The type of an operation is determined by the type of a destination operand.

In the Graphics tab, VTune Profiler also provides the SIMD Utilization metric. This metric helps identify kernels that underutilize the GPU by producing instructions that cause thread divergence. A common cause of low SIMD utilization is conditional branching within the kernel, since the threads execute all of the execution paths sequentially, with each thread executing one path while the other threads are stalled.

To get additional information, double-click the hottest function to open the source view. Enable both the Source and Assembly panes to get a side-by-side view of the source code and the resulting assembly code. You can then locate the assembly instructions with low SIMD Utilization values and map them to specific lines of code by clicking on the instruction. This allows you to determine and optimize the kernels that do not meet your desired SIMD Utilization criteria.

NOTE:
For information on the Instruction Set Architecture (ISA) of Intel® Iris® Xe MAX Graphics, see the Intel® Iris® Xe MAX Graphics Open Source Programmer's Reference Manual.

Analyze Source

In the Source Analysis mode for the GPU Compute/Media Hotspots analysis, you can analyze a kernel of interest for basic block latency or memory latency issues.
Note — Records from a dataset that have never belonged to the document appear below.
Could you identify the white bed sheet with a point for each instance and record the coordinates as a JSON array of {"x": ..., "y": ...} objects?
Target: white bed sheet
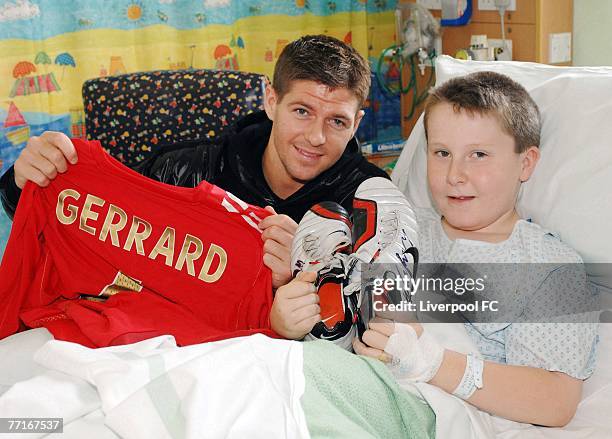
[{"x": 592, "y": 419}]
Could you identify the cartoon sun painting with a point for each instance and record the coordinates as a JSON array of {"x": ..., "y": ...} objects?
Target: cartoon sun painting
[{"x": 134, "y": 11}]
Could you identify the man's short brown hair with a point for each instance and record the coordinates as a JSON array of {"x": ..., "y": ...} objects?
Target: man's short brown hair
[
  {"x": 325, "y": 60},
  {"x": 494, "y": 94}
]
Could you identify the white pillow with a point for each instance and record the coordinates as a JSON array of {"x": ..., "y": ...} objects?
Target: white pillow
[{"x": 570, "y": 192}]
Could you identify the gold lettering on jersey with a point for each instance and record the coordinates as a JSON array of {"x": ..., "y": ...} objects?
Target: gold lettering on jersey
[
  {"x": 137, "y": 237},
  {"x": 186, "y": 256},
  {"x": 213, "y": 277},
  {"x": 59, "y": 209},
  {"x": 112, "y": 228},
  {"x": 165, "y": 246},
  {"x": 88, "y": 214},
  {"x": 94, "y": 218}
]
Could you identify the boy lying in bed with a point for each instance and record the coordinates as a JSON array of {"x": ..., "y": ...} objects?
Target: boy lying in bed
[{"x": 483, "y": 132}]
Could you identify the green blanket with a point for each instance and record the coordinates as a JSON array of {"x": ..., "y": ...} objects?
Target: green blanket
[{"x": 348, "y": 396}]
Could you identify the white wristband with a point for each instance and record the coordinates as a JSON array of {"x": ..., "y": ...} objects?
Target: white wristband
[
  {"x": 416, "y": 359},
  {"x": 472, "y": 378}
]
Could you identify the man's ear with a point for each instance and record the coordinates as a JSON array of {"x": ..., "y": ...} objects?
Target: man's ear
[
  {"x": 529, "y": 159},
  {"x": 358, "y": 118},
  {"x": 270, "y": 101}
]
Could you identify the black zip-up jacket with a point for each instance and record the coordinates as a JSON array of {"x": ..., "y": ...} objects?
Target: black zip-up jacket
[{"x": 234, "y": 164}]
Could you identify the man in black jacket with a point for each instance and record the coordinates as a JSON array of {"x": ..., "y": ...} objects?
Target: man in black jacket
[{"x": 299, "y": 152}]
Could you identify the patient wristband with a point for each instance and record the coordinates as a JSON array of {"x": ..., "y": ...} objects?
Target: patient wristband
[{"x": 472, "y": 378}]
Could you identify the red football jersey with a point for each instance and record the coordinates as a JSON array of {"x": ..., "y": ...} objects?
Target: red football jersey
[{"x": 106, "y": 256}]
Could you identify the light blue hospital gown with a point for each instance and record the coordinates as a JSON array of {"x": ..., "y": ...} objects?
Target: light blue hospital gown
[{"x": 564, "y": 347}]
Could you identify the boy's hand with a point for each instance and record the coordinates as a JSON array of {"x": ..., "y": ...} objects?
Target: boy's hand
[
  {"x": 296, "y": 307},
  {"x": 43, "y": 158},
  {"x": 375, "y": 339},
  {"x": 278, "y": 232}
]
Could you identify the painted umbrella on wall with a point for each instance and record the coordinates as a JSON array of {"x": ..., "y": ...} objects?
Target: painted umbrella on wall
[
  {"x": 64, "y": 59},
  {"x": 25, "y": 85}
]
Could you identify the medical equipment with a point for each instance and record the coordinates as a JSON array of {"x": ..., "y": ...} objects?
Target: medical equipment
[{"x": 418, "y": 35}]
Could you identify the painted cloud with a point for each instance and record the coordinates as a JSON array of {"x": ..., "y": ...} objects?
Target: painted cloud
[
  {"x": 216, "y": 3},
  {"x": 20, "y": 10}
]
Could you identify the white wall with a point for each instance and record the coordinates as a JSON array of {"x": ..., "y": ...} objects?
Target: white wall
[{"x": 592, "y": 40}]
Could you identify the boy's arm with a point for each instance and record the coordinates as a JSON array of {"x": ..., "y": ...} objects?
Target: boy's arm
[{"x": 519, "y": 393}]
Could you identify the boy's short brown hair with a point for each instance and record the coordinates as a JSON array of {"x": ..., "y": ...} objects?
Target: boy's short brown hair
[
  {"x": 492, "y": 94},
  {"x": 325, "y": 60}
]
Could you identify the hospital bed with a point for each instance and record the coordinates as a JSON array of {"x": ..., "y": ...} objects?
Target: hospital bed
[{"x": 570, "y": 194}]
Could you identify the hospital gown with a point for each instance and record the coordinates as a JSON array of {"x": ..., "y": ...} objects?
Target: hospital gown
[{"x": 558, "y": 346}]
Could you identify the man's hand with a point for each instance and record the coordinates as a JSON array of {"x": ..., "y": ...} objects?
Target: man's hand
[
  {"x": 43, "y": 158},
  {"x": 296, "y": 307},
  {"x": 278, "y": 232}
]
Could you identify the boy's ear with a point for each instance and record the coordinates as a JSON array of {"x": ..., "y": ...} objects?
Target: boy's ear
[
  {"x": 358, "y": 118},
  {"x": 529, "y": 159},
  {"x": 270, "y": 101}
]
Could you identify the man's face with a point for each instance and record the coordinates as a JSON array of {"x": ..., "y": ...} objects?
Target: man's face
[
  {"x": 473, "y": 170},
  {"x": 312, "y": 125}
]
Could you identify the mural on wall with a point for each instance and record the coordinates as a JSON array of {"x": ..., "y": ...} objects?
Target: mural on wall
[{"x": 50, "y": 47}]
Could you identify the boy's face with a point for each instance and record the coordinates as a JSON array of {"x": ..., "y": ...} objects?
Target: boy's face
[
  {"x": 312, "y": 126},
  {"x": 473, "y": 170}
]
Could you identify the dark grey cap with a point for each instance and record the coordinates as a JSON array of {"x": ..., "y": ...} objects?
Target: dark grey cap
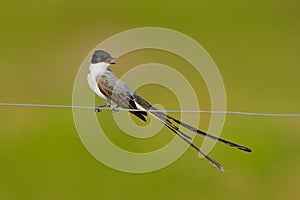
[{"x": 101, "y": 56}]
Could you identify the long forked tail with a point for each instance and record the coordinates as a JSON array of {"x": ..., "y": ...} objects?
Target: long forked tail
[
  {"x": 186, "y": 138},
  {"x": 195, "y": 130}
]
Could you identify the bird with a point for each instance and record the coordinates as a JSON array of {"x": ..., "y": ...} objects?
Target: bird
[{"x": 105, "y": 84}]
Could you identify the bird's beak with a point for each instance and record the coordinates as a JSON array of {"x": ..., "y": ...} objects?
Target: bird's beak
[{"x": 111, "y": 61}]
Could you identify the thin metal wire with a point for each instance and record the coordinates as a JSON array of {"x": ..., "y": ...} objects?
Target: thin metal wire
[{"x": 170, "y": 111}]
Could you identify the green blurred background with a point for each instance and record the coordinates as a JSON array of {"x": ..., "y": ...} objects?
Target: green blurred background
[{"x": 256, "y": 46}]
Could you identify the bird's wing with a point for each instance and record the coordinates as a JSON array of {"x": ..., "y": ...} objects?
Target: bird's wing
[{"x": 119, "y": 93}]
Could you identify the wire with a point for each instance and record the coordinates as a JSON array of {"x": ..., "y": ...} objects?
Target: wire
[{"x": 170, "y": 111}]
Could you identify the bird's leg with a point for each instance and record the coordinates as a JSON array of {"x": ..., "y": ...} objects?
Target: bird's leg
[
  {"x": 114, "y": 108},
  {"x": 100, "y": 108}
]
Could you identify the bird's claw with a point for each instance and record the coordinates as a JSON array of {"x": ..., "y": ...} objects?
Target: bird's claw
[{"x": 99, "y": 108}]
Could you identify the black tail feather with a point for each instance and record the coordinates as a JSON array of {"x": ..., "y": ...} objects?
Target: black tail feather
[
  {"x": 209, "y": 135},
  {"x": 186, "y": 138}
]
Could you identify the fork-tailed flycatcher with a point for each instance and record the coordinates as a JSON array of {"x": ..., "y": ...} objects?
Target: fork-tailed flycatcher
[{"x": 117, "y": 94}]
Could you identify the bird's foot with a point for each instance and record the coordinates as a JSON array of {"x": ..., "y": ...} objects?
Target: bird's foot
[
  {"x": 114, "y": 109},
  {"x": 99, "y": 108}
]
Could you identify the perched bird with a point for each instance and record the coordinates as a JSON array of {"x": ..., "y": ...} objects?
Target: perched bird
[{"x": 117, "y": 94}]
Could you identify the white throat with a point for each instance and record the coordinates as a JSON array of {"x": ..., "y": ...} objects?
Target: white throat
[{"x": 95, "y": 71}]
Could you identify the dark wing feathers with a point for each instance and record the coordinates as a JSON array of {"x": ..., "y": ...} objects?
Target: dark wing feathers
[{"x": 122, "y": 98}]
To do this, in the Graphics tab, expand the kernel node and double-click the function name. VTune Profiler redirects you to the hottest source line for the selected function:

The GPU Compute/Media Hotspots analysis provides a full-scale analysis of the kernel source per code line. The hottest kernel code line is highlighted by default.

To view the performance statistics on GPU instructions executed per kernel instance, switch to the Assembly view:

NOTE:

If your OpenCL kernel uses inline functions, make sure to enable the Inline Mode on the filter toolbar to have a correct attribution of the GPU Cycles per function. See examples.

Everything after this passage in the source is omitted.